Duas provas dessa descoberta da voz por parte dos millennials e das novas tecnologias são os audiobooks e os podcasts. Os primeiros se limitavam aos membros da terceira idade, para que pudessem continuar desfrutando da literatura apesar de seus olhos cansados, mas agora são voltados à geração multitarefa. Conheça os clássicos da literatura enquanto corre, anda de metrô ou prepara o almoço! Aprenda inglês enquanto faz suas sessões de abdominais! Um conceito já familiar para donas de casa e taxistas, conhecedoras há tempos do rádio e de sua liberdade de movimento. O que dizer então dos podcasts, que se transformaram no formato de mensagens mais cool para blogueiros e influenciadores?
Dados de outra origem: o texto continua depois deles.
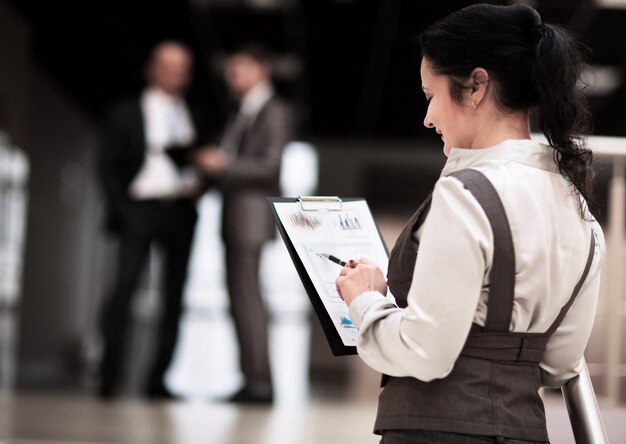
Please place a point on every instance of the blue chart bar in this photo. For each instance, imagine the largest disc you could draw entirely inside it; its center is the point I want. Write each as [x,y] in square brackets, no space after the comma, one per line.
[348,222]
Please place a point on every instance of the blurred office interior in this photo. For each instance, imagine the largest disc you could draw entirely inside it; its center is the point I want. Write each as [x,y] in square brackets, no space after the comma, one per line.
[351,68]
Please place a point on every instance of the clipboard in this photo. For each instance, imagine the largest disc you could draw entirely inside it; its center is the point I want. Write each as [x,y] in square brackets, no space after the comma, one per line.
[318,209]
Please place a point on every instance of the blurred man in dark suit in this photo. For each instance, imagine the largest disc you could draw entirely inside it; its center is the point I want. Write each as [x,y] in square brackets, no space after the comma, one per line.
[150,199]
[246,168]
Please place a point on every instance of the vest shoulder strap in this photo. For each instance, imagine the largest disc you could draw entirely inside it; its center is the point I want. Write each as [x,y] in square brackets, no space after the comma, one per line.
[502,273]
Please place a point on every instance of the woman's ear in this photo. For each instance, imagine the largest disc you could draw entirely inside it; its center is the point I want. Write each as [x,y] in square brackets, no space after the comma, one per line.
[479,81]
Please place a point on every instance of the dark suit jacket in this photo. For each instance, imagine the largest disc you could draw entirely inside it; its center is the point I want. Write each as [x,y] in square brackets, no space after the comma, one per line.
[123,150]
[254,175]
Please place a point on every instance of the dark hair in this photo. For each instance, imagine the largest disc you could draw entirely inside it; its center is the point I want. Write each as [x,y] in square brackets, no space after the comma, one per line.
[535,66]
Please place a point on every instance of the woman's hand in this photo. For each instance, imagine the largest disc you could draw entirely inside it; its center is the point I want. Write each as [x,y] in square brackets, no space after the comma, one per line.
[355,279]
[211,160]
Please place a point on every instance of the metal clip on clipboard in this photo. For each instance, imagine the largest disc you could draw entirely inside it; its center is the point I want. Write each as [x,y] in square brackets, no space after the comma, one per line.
[320,203]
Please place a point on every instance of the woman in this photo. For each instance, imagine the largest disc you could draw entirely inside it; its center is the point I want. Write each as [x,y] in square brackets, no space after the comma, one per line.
[500,299]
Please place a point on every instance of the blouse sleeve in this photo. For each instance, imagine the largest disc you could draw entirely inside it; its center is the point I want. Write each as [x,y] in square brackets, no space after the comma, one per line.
[562,359]
[424,340]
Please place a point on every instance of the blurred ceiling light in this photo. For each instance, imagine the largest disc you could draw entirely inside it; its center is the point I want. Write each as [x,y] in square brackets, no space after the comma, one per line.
[601,80]
[614,4]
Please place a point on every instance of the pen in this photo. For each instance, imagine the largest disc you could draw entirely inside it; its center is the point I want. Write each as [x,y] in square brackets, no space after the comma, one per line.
[332,258]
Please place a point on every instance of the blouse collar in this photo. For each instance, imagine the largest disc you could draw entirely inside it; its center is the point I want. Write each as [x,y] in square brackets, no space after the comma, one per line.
[528,152]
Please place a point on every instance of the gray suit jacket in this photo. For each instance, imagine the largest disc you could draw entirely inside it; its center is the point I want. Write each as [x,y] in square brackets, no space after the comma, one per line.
[247,219]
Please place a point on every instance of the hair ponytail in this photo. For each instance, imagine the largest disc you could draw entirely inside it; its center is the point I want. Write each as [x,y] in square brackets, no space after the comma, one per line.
[563,115]
[535,66]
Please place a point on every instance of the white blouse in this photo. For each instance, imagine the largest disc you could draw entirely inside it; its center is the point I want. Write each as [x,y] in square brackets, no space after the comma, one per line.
[449,290]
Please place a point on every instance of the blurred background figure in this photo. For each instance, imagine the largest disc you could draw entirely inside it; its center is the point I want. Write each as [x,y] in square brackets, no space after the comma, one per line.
[246,167]
[149,199]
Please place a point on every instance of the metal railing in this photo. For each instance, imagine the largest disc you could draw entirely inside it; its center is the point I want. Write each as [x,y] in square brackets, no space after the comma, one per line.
[14,172]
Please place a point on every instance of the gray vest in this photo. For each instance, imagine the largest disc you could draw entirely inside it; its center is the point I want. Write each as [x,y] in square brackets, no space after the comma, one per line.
[493,388]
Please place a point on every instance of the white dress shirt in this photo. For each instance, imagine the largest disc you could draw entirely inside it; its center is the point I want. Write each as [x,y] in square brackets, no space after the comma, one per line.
[166,122]
[251,104]
[449,289]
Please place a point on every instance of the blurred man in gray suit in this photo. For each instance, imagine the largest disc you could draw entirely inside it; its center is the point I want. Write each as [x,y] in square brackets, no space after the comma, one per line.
[246,167]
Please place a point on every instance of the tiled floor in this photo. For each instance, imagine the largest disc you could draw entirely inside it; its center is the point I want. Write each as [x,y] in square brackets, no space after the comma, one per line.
[79,419]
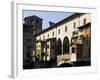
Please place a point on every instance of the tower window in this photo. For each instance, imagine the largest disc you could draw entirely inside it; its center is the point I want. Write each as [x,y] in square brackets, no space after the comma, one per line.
[84,21]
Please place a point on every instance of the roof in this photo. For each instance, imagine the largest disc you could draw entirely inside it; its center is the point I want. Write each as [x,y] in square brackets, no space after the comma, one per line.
[73,16]
[33,16]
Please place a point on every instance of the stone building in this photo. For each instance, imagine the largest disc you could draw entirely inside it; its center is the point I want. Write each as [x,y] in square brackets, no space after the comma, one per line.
[63,41]
[32,25]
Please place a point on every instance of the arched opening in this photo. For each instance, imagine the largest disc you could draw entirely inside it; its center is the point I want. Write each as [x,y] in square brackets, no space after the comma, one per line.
[66,45]
[59,47]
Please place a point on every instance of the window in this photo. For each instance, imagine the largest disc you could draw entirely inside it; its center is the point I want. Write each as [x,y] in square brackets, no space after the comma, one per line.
[73,50]
[53,33]
[43,37]
[58,31]
[47,45]
[48,35]
[40,37]
[52,47]
[74,25]
[84,21]
[65,28]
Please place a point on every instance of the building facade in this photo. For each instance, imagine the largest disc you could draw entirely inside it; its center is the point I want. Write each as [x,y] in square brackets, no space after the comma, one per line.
[67,41]
[32,25]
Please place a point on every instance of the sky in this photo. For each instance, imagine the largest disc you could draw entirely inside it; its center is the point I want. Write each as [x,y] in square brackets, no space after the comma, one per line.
[47,16]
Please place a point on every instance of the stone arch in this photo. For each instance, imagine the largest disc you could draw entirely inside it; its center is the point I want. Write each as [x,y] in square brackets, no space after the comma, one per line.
[65,45]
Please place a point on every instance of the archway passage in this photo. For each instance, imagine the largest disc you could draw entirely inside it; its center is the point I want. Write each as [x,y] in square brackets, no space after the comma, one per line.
[66,45]
[59,47]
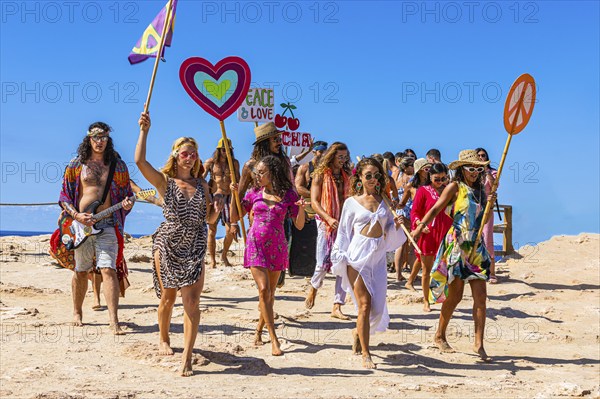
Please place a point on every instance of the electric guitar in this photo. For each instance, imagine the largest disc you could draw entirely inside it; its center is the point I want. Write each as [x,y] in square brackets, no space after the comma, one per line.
[74,233]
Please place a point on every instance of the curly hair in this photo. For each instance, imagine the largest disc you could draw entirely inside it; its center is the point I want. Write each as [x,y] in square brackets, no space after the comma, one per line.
[279,178]
[478,185]
[170,168]
[262,149]
[328,158]
[84,151]
[354,189]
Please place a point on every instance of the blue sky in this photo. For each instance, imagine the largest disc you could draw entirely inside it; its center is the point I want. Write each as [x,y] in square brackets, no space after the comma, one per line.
[377,75]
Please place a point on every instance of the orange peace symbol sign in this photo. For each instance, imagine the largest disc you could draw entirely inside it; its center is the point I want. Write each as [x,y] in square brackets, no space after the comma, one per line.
[519,104]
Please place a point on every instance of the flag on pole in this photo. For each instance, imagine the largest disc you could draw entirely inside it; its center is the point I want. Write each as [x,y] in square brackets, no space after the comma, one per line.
[147,46]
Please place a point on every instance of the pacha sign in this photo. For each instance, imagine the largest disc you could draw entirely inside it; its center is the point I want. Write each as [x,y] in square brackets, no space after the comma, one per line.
[295,139]
[258,106]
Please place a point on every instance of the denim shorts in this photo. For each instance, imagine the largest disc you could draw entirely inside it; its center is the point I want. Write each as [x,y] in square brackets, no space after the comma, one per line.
[104,245]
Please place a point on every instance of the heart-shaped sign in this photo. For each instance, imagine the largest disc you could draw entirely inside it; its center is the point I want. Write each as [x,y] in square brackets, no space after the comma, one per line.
[219,89]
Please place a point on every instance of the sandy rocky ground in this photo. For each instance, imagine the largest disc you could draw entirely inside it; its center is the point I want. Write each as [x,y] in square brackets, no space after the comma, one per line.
[542,330]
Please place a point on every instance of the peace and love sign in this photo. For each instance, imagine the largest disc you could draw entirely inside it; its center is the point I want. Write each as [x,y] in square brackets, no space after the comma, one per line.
[519,104]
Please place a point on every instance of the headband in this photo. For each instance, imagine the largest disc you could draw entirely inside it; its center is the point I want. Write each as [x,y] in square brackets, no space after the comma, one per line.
[96,131]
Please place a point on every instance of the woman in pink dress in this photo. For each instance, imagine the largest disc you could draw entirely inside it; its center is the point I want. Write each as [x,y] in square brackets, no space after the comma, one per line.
[488,228]
[433,234]
[266,253]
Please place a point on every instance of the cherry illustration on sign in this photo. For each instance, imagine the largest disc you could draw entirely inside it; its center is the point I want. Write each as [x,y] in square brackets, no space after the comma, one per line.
[281,121]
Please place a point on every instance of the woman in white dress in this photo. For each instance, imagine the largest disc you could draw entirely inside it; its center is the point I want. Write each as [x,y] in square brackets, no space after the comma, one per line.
[367,230]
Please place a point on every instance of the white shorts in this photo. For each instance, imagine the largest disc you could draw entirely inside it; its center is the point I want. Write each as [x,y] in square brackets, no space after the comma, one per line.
[104,245]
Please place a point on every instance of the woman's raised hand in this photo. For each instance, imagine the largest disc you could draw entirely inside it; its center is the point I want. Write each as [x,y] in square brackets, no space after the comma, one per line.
[144,122]
[302,203]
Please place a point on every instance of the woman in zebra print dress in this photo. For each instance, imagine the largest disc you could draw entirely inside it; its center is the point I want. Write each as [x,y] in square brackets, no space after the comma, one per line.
[179,243]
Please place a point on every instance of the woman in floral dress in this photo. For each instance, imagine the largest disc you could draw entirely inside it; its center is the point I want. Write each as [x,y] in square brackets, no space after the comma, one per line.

Se antes uma imagem valia mais que mil palavras, talvez agora, em meio a esse revival das ondas sonoras, um som valha mais que mil imagens. Pois quem diria que algo tão visual quanto a pornografia se renderia também a essa tendência com o pornô em áudio? São histórias picantes para ouvir, não para ver, que podem revolucionar toda essa indústria. Algumas editoras de romances eróticos, como a Café con Leche, estudam a possibilidade de lançar livros nesse formato. “Ainda não consideramos isso seriamente, mas pode ser uma modalidade, e talvez a incorporemos à nossa coleção de relatos eróticos Cuando Calienta el Sol(quando o Sol esquenta)”, afirma Diana Gutiérrez. “É curioso, porque é uma ideia que conecta mais com o tópico de que a sexualidade feminina é menos visual que a masculina e dá mais importância à voz. E talvez tenha relação com o fato de que cada vez mais mulheres consomem pornografia.”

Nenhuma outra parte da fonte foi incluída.